P1030673Steve Wuori, his wife Veronica and their three children minister in Ecuador. Saved at 27, he entered seminary at 28, and at 31—one month after graduation—arrived on the mission field. His tasks include church planting, education, jail ministry, and evangelism in the Amazon jungle. He has worked with Latinos but mostly with Kichwa and Shuar Indians.

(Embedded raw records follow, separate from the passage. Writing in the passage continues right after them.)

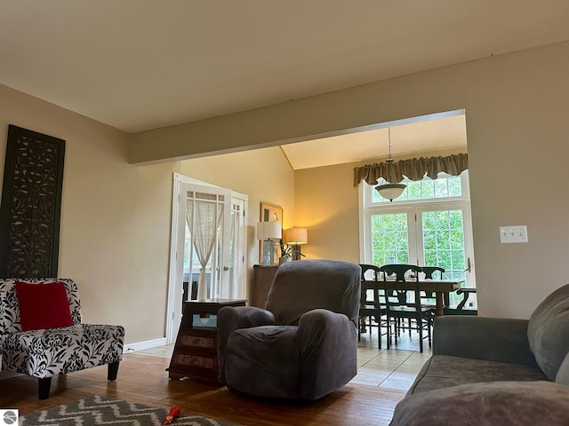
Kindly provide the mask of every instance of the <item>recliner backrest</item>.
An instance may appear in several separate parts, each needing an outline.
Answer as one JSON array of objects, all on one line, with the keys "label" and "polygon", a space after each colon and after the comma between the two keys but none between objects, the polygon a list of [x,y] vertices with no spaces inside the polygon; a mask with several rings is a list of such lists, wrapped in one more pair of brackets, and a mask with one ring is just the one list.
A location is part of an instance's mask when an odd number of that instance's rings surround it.
[{"label": "recliner backrest", "polygon": [[81,302],[79,290],[73,280],[61,278],[7,278],[0,279],[0,335],[21,332],[20,324],[20,308],[16,295],[16,281],[32,284],[48,284],[63,282],[68,292],[69,311],[74,324],[81,324]]},{"label": "recliner backrest", "polygon": [[277,325],[298,325],[314,309],[345,314],[357,325],[361,268],[340,260],[296,260],[281,264],[267,299]]}]

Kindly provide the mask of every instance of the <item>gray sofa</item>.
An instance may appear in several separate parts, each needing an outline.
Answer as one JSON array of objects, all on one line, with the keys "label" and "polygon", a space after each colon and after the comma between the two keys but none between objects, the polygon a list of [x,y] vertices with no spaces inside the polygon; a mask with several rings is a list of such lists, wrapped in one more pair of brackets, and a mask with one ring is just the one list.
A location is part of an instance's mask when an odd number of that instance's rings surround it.
[{"label": "gray sofa", "polygon": [[569,284],[530,320],[445,316],[392,426],[569,425]]}]

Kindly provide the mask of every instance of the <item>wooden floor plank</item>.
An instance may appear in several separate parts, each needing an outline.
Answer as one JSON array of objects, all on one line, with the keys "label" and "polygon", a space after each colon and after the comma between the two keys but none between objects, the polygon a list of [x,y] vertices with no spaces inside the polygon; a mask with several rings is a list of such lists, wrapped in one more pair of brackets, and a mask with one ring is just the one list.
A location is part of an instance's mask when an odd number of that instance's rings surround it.
[{"label": "wooden floor plank", "polygon": [[0,380],[0,407],[20,414],[102,395],[242,425],[388,425],[402,390],[348,384],[317,401],[272,400],[237,395],[191,379],[169,380],[169,359],[127,354],[118,378],[107,382],[107,367],[54,377],[50,398],[37,399],[37,380],[19,376]]}]

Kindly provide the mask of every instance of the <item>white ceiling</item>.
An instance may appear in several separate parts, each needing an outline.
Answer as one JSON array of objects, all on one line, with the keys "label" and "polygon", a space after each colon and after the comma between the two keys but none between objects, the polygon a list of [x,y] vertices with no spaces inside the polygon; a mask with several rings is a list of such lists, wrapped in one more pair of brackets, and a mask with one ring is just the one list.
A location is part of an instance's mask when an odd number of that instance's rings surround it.
[{"label": "white ceiling", "polygon": [[567,0],[0,0],[0,83],[137,132],[568,40],[568,18]]}]

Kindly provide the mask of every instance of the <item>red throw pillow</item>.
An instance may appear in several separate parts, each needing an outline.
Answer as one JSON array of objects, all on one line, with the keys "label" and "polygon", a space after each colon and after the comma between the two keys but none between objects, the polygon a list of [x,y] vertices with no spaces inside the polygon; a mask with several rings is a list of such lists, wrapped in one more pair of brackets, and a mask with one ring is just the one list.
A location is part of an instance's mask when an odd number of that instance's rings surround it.
[{"label": "red throw pillow", "polygon": [[16,281],[22,331],[73,326],[65,284]]}]

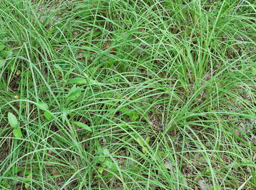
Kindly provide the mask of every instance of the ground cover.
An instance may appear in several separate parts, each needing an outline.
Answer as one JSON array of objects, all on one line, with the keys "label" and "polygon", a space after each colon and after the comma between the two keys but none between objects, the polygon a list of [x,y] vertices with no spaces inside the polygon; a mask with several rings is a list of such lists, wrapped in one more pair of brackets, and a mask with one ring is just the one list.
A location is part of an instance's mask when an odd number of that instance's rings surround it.
[{"label": "ground cover", "polygon": [[255,189],[255,21],[252,1],[1,1],[1,189]]}]

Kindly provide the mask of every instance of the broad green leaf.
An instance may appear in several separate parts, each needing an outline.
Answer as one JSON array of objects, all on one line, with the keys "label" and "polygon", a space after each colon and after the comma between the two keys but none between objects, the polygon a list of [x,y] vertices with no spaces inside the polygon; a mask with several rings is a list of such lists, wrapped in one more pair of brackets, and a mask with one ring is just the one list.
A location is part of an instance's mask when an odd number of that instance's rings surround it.
[{"label": "broad green leaf", "polygon": [[137,140],[138,140],[138,141],[139,142],[139,143],[140,144],[140,145],[141,146],[144,146],[145,145],[144,142],[140,138],[137,138]]},{"label": "broad green leaf", "polygon": [[103,153],[105,155],[109,155],[109,151],[107,149],[103,149]]},{"label": "broad green leaf", "polygon": [[89,76],[88,76],[88,75],[87,75],[87,74],[85,72],[84,72],[84,75],[85,76],[85,78],[89,78]]},{"label": "broad green leaf", "polygon": [[150,137],[148,136],[145,140],[145,141],[147,142],[147,143],[149,143],[149,142],[150,140]]},{"label": "broad green leaf", "polygon": [[18,126],[18,120],[16,117],[10,112],[8,113],[8,121],[11,127],[15,128]]},{"label": "broad green leaf", "polygon": [[138,113],[136,112],[129,111],[126,112],[125,113],[128,116],[129,116],[129,119],[130,119],[132,122],[136,121],[136,119],[139,118]]},{"label": "broad green leaf", "polygon": [[73,69],[70,69],[69,71],[67,71],[66,73],[66,74],[65,74],[65,76],[64,76],[64,79],[65,79],[71,74],[71,73],[73,71],[74,71],[74,69],[75,68],[73,68]]},{"label": "broad green leaf", "polygon": [[142,148],[142,152],[144,153],[148,153],[148,149],[147,148]]},{"label": "broad green leaf", "polygon": [[69,80],[68,83],[71,84],[76,84],[78,85],[81,85],[82,84],[87,84],[88,81],[85,78],[81,77],[76,77],[72,78],[70,80]]},{"label": "broad green leaf", "polygon": [[100,145],[98,146],[98,147],[97,147],[97,149],[98,151],[98,152],[99,152],[99,153],[103,152],[103,150],[102,150],[102,148],[100,146]]},{"label": "broad green leaf", "polygon": [[13,134],[16,138],[21,138],[22,136],[21,131],[21,128],[16,128],[13,130]]},{"label": "broad green leaf", "polygon": [[116,98],[121,98],[121,97],[123,97],[123,95],[122,95],[120,93],[117,93],[115,94],[115,96]]},{"label": "broad green leaf", "polygon": [[99,84],[99,82],[96,80],[89,79],[89,82],[90,84]]},{"label": "broad green leaf", "polygon": [[100,162],[102,163],[104,160],[105,160],[105,158],[106,157],[105,156],[100,156],[98,159]]},{"label": "broad green leaf", "polygon": [[110,98],[112,97],[112,96],[113,96],[113,94],[109,93],[104,93],[104,95],[105,96],[107,96],[107,97],[110,97]]},{"label": "broad green leaf", "polygon": [[0,51],[1,51],[3,49],[4,49],[5,47],[6,46],[3,44],[0,44]]},{"label": "broad green leaf", "polygon": [[110,169],[112,168],[112,166],[113,165],[113,163],[112,163],[112,160],[110,158],[107,158],[104,162],[103,163],[104,165],[106,166],[107,168]]},{"label": "broad green leaf", "polygon": [[66,119],[66,109],[65,108],[63,108],[62,109],[62,121],[64,123]]},{"label": "broad green leaf", "polygon": [[62,76],[63,77],[63,78],[64,77],[64,74],[63,73],[63,71],[62,70],[62,68],[61,67],[61,66],[57,64],[55,64],[54,66],[55,66],[56,68],[57,68],[59,70],[59,71],[60,71],[60,72],[61,72],[62,74]]},{"label": "broad green leaf", "polygon": [[48,109],[48,105],[45,104],[43,102],[39,102],[38,104],[39,104],[39,108],[43,111],[47,110]]},{"label": "broad green leaf", "polygon": [[44,117],[45,117],[45,118],[48,120],[50,120],[52,116],[50,113],[47,111],[45,111],[43,114],[44,115]]},{"label": "broad green leaf", "polygon": [[99,173],[102,173],[102,172],[103,172],[103,170],[102,170],[101,168],[99,168],[98,169],[98,171],[99,171]]},{"label": "broad green leaf", "polygon": [[8,186],[8,182],[6,181],[2,181],[1,184],[2,184],[3,186],[6,187]]},{"label": "broad green leaf", "polygon": [[86,129],[89,131],[91,131],[91,129],[89,127],[89,126],[84,123],[80,122],[79,121],[74,121],[72,123],[75,125],[77,125],[78,127],[82,127],[82,128]]}]

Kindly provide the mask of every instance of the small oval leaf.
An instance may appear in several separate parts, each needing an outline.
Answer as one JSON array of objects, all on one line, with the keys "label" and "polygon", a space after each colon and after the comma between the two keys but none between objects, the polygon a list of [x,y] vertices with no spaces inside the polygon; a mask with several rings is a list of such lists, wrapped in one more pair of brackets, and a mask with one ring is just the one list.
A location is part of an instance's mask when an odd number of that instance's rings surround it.
[{"label": "small oval leaf", "polygon": [[8,113],[8,121],[11,127],[15,128],[18,126],[18,120],[16,117],[10,112]]},{"label": "small oval leaf", "polygon": [[82,84],[87,84],[88,81],[87,80],[84,78],[76,77],[72,78],[69,80],[68,82],[69,83],[76,84],[78,85],[81,85]]},{"label": "small oval leaf", "polygon": [[79,121],[74,121],[72,123],[75,125],[77,125],[78,127],[82,127],[82,128],[86,129],[89,131],[91,131],[91,129],[89,127],[89,126],[84,123],[80,122]]}]

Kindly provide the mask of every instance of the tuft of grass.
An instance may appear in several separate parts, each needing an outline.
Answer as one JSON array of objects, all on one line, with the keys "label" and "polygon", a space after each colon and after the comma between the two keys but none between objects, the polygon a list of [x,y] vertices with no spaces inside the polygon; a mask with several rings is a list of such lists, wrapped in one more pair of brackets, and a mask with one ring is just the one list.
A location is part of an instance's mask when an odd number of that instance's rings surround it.
[{"label": "tuft of grass", "polygon": [[0,1],[1,188],[255,189],[255,16],[250,1]]}]

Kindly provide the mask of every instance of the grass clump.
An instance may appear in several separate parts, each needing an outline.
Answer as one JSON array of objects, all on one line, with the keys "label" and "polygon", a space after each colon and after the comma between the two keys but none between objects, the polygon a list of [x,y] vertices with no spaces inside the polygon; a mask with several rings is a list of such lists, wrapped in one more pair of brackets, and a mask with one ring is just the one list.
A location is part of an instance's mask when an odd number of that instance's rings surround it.
[{"label": "grass clump", "polygon": [[2,189],[255,188],[255,4],[0,7]]}]

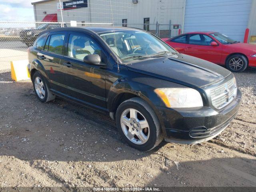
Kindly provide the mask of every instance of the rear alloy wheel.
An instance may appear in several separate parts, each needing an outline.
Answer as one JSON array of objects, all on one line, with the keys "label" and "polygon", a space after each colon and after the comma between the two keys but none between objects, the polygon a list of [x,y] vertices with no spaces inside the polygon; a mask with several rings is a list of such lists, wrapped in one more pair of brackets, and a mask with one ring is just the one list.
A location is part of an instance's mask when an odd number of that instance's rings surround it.
[{"label": "rear alloy wheel", "polygon": [[141,145],[148,140],[150,134],[148,123],[139,111],[132,108],[125,110],[120,121],[123,132],[130,141]]},{"label": "rear alloy wheel", "polygon": [[141,98],[132,98],[121,103],[116,110],[116,121],[122,138],[134,148],[149,151],[163,140],[156,115]]},{"label": "rear alloy wheel", "polygon": [[42,76],[38,72],[33,76],[33,85],[36,95],[41,102],[46,103],[55,98],[55,96],[50,92]]},{"label": "rear alloy wheel", "polygon": [[243,55],[237,54],[232,56],[228,59],[226,66],[232,72],[242,72],[247,67],[248,61]]}]

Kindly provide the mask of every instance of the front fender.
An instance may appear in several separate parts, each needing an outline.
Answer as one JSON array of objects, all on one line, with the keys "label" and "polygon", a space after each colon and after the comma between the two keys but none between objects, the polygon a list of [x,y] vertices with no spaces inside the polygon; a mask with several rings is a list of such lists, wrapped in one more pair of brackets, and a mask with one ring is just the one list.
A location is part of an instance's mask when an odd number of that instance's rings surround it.
[{"label": "front fender", "polygon": [[[34,70],[36,70],[39,71],[41,74],[47,80],[49,79],[48,76],[46,72],[46,71],[42,64],[40,61],[38,59],[34,59],[30,63],[30,73],[31,75],[31,72]],[[30,75],[30,78],[32,77]],[[32,79],[31,79],[32,80]]]}]

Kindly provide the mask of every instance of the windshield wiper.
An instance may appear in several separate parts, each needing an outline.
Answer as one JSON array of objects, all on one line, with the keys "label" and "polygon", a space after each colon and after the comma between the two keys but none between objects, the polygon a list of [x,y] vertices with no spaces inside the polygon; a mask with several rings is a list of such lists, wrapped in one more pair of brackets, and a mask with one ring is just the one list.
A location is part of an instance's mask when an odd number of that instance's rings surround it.
[{"label": "windshield wiper", "polygon": [[126,59],[135,59],[136,58],[140,58],[141,57],[144,57],[143,56],[142,56],[141,55],[134,55],[133,56],[131,56],[130,57],[125,57],[124,58],[123,58],[122,59],[123,60],[125,60]]},{"label": "windshield wiper", "polygon": [[150,55],[148,56],[149,57],[154,56],[158,56],[158,55],[163,55],[166,53],[171,53],[170,51],[161,51],[160,52],[158,52],[158,53],[156,53],[155,54],[152,54],[152,55]]}]

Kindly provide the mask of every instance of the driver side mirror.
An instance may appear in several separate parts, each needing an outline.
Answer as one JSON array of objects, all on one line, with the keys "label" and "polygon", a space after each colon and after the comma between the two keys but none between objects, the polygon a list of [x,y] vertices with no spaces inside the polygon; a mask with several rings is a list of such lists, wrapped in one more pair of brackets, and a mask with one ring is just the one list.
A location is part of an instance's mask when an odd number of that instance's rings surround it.
[{"label": "driver side mirror", "polygon": [[211,45],[211,46],[218,46],[218,43],[217,43],[215,41],[213,41],[211,43],[210,45]]},{"label": "driver side mirror", "polygon": [[98,54],[88,55],[84,58],[84,62],[88,64],[100,66],[105,66],[106,65],[101,63],[100,56]]}]

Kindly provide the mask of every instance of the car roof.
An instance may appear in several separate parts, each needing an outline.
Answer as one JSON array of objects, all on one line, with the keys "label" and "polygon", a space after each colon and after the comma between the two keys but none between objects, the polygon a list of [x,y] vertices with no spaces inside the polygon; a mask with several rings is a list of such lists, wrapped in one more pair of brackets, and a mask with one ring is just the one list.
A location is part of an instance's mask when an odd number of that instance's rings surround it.
[{"label": "car roof", "polygon": [[178,37],[180,37],[181,36],[182,36],[184,35],[189,35],[190,34],[211,34],[212,33],[216,33],[217,32],[215,32],[214,31],[194,31],[194,32],[188,32],[187,33],[183,33],[179,35],[177,35],[177,36],[175,36],[175,37],[172,37],[172,38],[169,39],[173,39],[176,38]]},{"label": "car roof", "polygon": [[104,27],[64,27],[62,28],[57,28],[55,29],[50,29],[47,30],[47,32],[51,31],[88,31],[88,30],[92,31],[96,33],[100,33],[104,32],[114,32],[114,31],[126,31],[127,30],[134,30],[134,31],[138,31],[143,30],[140,29],[135,28],[130,28],[128,27],[111,27],[111,26],[104,26]]},{"label": "car roof", "polygon": [[112,26],[104,26],[104,27],[84,27],[81,28],[90,30],[95,32],[96,33],[102,33],[104,32],[112,32],[114,31],[126,31],[128,30],[142,30],[139,29],[135,28],[131,28],[129,27],[112,27]]}]

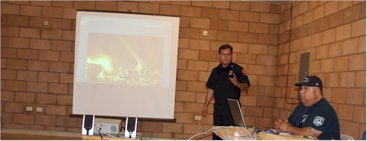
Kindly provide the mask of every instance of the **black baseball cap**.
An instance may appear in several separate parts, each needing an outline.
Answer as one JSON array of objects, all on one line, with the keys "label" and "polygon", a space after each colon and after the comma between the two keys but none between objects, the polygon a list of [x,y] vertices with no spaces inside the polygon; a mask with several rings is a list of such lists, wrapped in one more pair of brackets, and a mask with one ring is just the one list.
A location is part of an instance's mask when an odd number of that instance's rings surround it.
[{"label": "black baseball cap", "polygon": [[301,83],[296,83],[295,86],[297,87],[301,87],[301,86],[317,87],[320,88],[321,93],[322,93],[322,82],[321,81],[320,78],[315,75],[306,76],[303,78]]}]

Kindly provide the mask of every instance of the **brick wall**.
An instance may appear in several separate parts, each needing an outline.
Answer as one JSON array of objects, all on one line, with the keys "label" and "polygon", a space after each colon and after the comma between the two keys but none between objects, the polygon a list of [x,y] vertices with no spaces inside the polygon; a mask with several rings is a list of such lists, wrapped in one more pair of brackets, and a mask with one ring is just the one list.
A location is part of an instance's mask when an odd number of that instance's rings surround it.
[{"label": "brick wall", "polygon": [[[80,132],[82,119],[69,117],[77,10],[180,16],[177,122],[139,121],[138,132],[144,137],[184,138],[197,133],[194,117],[201,115],[205,83],[225,44],[233,47],[233,61],[246,70],[251,82],[240,99],[247,124],[272,127],[276,118],[289,116],[296,105],[286,102],[298,102],[293,86],[300,54],[310,52],[309,72],[324,82],[341,133],[360,139],[366,130],[366,1],[2,0],[1,129]],[[45,21],[49,24],[43,25]],[[25,111],[26,106],[44,111]],[[204,130],[212,125],[212,102],[208,108],[201,121]],[[197,139],[210,140],[210,135]]]}]

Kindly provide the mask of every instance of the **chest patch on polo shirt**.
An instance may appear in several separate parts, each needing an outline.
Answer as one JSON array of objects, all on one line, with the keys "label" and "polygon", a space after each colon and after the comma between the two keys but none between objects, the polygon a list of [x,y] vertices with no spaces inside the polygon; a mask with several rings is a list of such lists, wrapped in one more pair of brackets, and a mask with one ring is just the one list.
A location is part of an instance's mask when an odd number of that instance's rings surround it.
[{"label": "chest patch on polo shirt", "polygon": [[246,73],[246,71],[245,71],[245,69],[242,69],[242,71],[244,75],[247,75],[247,73]]},{"label": "chest patch on polo shirt", "polygon": [[315,124],[315,125],[318,126],[321,126],[322,125],[324,120],[325,120],[325,118],[323,118],[317,116],[314,118],[314,124]]}]

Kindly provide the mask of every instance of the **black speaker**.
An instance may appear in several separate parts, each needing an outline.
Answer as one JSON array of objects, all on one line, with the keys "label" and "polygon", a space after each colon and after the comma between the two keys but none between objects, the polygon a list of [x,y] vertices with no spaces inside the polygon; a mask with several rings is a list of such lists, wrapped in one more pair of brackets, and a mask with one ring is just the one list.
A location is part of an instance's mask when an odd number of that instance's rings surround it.
[{"label": "black speaker", "polygon": [[126,124],[125,125],[125,137],[129,138],[137,138],[137,125],[138,118],[126,118]]},{"label": "black speaker", "polygon": [[84,115],[83,116],[82,135],[93,135],[93,128],[94,125],[94,116]]}]

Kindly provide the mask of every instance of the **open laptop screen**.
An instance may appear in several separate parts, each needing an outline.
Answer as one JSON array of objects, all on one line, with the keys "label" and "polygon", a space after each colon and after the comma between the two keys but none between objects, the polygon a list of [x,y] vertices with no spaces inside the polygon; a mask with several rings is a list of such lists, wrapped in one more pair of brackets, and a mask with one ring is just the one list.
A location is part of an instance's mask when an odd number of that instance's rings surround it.
[{"label": "open laptop screen", "polygon": [[228,101],[228,106],[229,106],[230,113],[232,115],[232,118],[233,119],[234,126],[245,127],[247,128],[238,100],[228,98],[227,100]]}]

  1. Who or what played the greatest role in your call to missions? When I first arrived at seminary I was averse to becoming a pastor. Then God gave me a desire to preach. Then He gave me a desire for missions. I thought that the US had received the Gospel and was full of churches. Other places have not received the Gospel and are without churches. As Paul wrote in Romans 15:20, “Yea, so have I strived to preach the gospel, not where Christ was named, lest I should build upon another man’s foundation.” I had studied Spanish for 7 years in high school and college and saw this as God preparing me for a work even while I was an unbeliever. Shadow of the Almighty had the most direct impact regarding where my place of service would be.
  2. What are the most common errors that missionaries make? Any missionary who is not planting reproducing churches through discipleship, training pastors, and allowing the congregants to do their own work including establishing their own buildings is making a mistake. Where I minister, missionaries will go to a place, evangelize for a few days, and then leave someone with almost no biblical knowledge as the “leader” of the “church.” They return sporadically to visit one of their numerous church plants. What would our heroes of yesteryear say about this?
  3. What Scripture passage(s) is most comforting to you amidst the difficulties in missionary life? With what may be called my “lack of success”, I look to the Old Testament saints who were also called to preach where the people would not heed their call to repentance: Isaiah, Jeremiah, Noah, Lot.
  4. What adventurous tale in your current context can you tell us? Our arrival in the jungle was met with a town meeting. We were summoned and threatened with stoning and the burning of our home if we did not immediately leave. I pulled out the machete for the first time and cut a path through the thick jungle brush for my wife to flee if they came in the night. We prayed and trusted in God. I believed it was His calling for me to remain in that place. The Indians never attacked.
  5. What kind of dangers do missionaries face that other ministers do not? Death threats, disease, continual sickness due to poor drinking water and unsanitary living conditions, animal attacks, witchcraft.
  6. What do you know now that you wish you had known when you first arrived? (1) Not to build a church with my own money or mission funds. (2) The Indians hatred of the white man. (3) That I would not be immune to the lack of success in planting churches in the jungle.
  7. What is the most misunderstood thing about you and/or your ministry? I’d like to change the word from “misunderstood” to “unknown” or “incomprehensible.” The deep-seated Indian hatred of the white man consumes so many of them.
  8. What missionaries (past or present) have been most influential on you? Jim Elliot, John Paton, Hudson Taylor, Paul Schlehlein
  9. What is the best advice you have ever received? If there is anything else you can do, do it, because when you are suffering only your call will get you through.
  10. The biggest blind spot Western churches have in relation to missions is _______. In many places where missionaries are located, there is no need for them. Most cities throughout the world are very similar to US cities in that they are full of churches. Missionaries should go to the places where the Gospel is not being preached, or establish pastoral training centers in the already evangelized areas. Of course in some parts of the world there is a great need for orphanages and other such missionary work.

3 thoughts on “Missionary Minds: Wuori in Ecuador

  1. Thanks so much for posting this interview, Paul. I remember when Steve first arrived at PTS. What an incredible testimony to the power of God’s grace to save and transform!